Stay with me here: this actually has a lot to do with photography.
Deny somebody something and they will long for it, lust after it, obsess about it. Consider the case of the Portugeuse, who, for a while, tried to run things in Mozambique, in order to harvest that African nation’s rubber, and who told the locals that their traditional ceremonial instrument, an early kind of xylophone called the mbila, would henceforth be forbidden as a cultural expression. As a result, an entire underground of information on how to play it was maintained by exiled miners, prisoners, and assorted other rebels. The result? Eventually the Portugeuse left: the mbila stayed. Today, the instrument is even featured on the local currency.
We can’t have it? Wanna bet?
Humans. Go figure.
But back to photography, where, similarly, the thing we are “told” we “can’t have”, at least in an image, is whatever is left out of the frame. Missing detail. People rendered in shadow. An activity that’s implied by the manner in which part of it is cropped. We love what the photographer shows but we hunger for what he leaves out.
Out-the-window shots are a great source of this phenomenon, since shooters are usually forced to expose for either what is in front of said window or beyond it….but seldom both. The rise of HDR and tone mapping in recent years has tried to address this, rendering everything in the same degree of illumination, often with bracketed exposures, from light to dark, that are blended afterwords in software. But there’s a problem. Many HDR’s are simply over-processed, defying the mind’s knowledge of the proper relationships between light and dark. Everything’s visible but can easily be garish, unnatural. And so many of us go back to simply deciding what selected parts to illuminate in an image, and which to leave undefined. That means some darkness, which in turn means some things don’t get shown. And, if we’re lucky, those things that we don’t reveal can be more tantalizing than those that we do.

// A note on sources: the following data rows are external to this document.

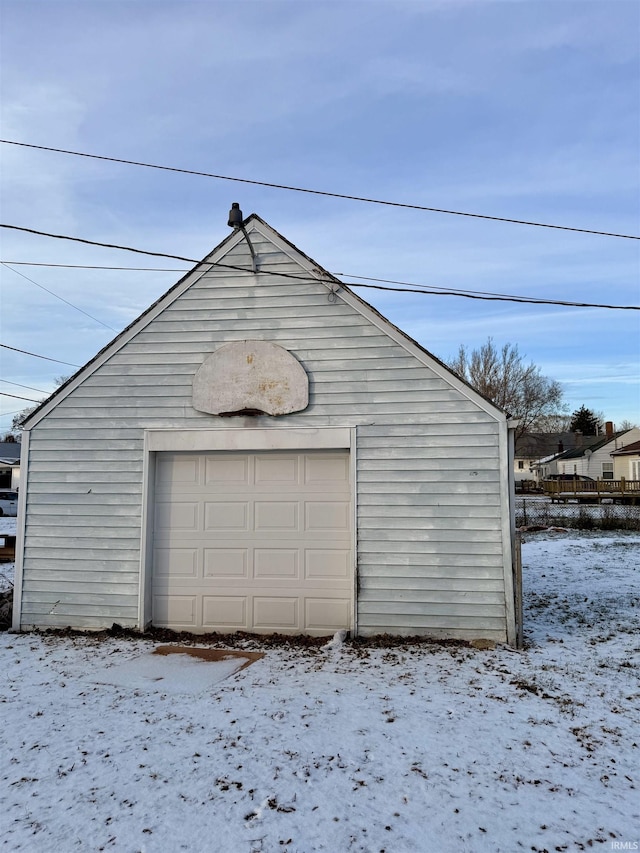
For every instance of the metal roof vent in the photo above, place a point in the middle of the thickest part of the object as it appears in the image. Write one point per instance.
(236, 221)
(235, 216)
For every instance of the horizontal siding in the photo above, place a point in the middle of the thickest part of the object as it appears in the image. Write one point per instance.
(428, 483)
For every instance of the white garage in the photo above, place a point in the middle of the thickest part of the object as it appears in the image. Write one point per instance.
(257, 542)
(262, 451)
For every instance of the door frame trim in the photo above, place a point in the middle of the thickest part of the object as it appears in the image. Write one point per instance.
(235, 440)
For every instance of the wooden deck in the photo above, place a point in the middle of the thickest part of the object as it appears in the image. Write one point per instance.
(592, 491)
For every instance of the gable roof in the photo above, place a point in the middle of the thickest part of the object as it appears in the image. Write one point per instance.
(630, 449)
(10, 451)
(314, 272)
(592, 444)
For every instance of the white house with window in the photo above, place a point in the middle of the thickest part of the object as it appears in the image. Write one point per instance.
(626, 462)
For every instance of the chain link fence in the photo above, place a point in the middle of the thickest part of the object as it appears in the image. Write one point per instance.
(534, 511)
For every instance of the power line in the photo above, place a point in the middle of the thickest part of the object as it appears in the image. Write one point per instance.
(410, 289)
(30, 387)
(433, 289)
(35, 355)
(318, 192)
(66, 301)
(96, 267)
(16, 397)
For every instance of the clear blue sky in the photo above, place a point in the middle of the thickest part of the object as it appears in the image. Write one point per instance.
(529, 110)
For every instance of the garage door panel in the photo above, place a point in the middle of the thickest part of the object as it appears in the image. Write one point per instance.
(181, 515)
(174, 610)
(319, 471)
(224, 611)
(327, 515)
(327, 564)
(276, 470)
(276, 613)
(276, 515)
(328, 614)
(226, 562)
(176, 562)
(257, 542)
(232, 470)
(227, 515)
(276, 563)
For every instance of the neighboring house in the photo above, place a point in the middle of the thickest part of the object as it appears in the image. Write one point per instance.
(263, 451)
(626, 461)
(533, 448)
(594, 459)
(10, 464)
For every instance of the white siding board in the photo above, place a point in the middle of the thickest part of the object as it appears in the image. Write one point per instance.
(428, 465)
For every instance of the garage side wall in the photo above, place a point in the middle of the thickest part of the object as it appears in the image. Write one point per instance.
(429, 496)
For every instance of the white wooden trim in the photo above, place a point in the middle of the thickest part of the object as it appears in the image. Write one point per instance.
(317, 274)
(201, 440)
(20, 532)
(196, 440)
(146, 534)
(138, 325)
(506, 477)
(353, 463)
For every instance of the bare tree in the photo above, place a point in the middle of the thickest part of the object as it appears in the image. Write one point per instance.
(16, 423)
(502, 376)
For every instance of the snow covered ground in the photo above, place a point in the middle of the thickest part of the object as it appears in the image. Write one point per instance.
(407, 749)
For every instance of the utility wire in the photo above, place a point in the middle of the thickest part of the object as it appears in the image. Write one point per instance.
(35, 355)
(16, 397)
(317, 192)
(433, 289)
(29, 387)
(96, 267)
(411, 289)
(66, 301)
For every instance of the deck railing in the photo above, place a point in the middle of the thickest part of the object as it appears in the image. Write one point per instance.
(592, 488)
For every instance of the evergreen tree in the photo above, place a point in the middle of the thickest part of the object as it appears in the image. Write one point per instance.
(585, 421)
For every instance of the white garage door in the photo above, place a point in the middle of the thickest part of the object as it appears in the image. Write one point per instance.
(253, 542)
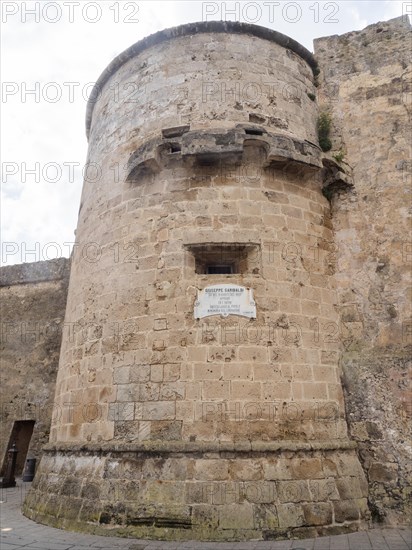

I was walking around the back of the old Terminal building in San Francisco, which is the place that all the city’s ferries used to dock and disembark before the Golden Gate Bridge was built, making many daily boat trips across the bay unnecessary. The building now houses eateries, produce stands, and an insane amount of tourist traffic, much of it crowded into restaurants such as the one seen here. The view out the back includes the Bay Bridge and the local ship traffic, as well as the occasional sailboat, such as the one seen here. I exposed for the scenery, leaving the restaurant’s patrons and workers in shadow. The scalloped, rather “peek-a-boo” view that resulted keeps the image from being a standard postcard shot, but while that “purity” is lost, what’s gained is a smidge of mystery about the shadowy folks in front. What are their conversations about? Why are they here?
I am just suggesting here that, instead of always regarding an image like this as a “blocked” or “obstructed” view of a scenic vista, you can choose to tantalize your viewer by providing a partial reveal of both foreground and background, since their inclination is already, like that of Adam and Eve, to obtain what they’re denied (in this case, by the exposure and the limits of the frame). Sometimes, in a photograph, a nothing can be a very important something. It all depends on who’s looking and what they themselves bring to the experience. In that way, they and the photographer are having a conversation. Which is kind of the idea.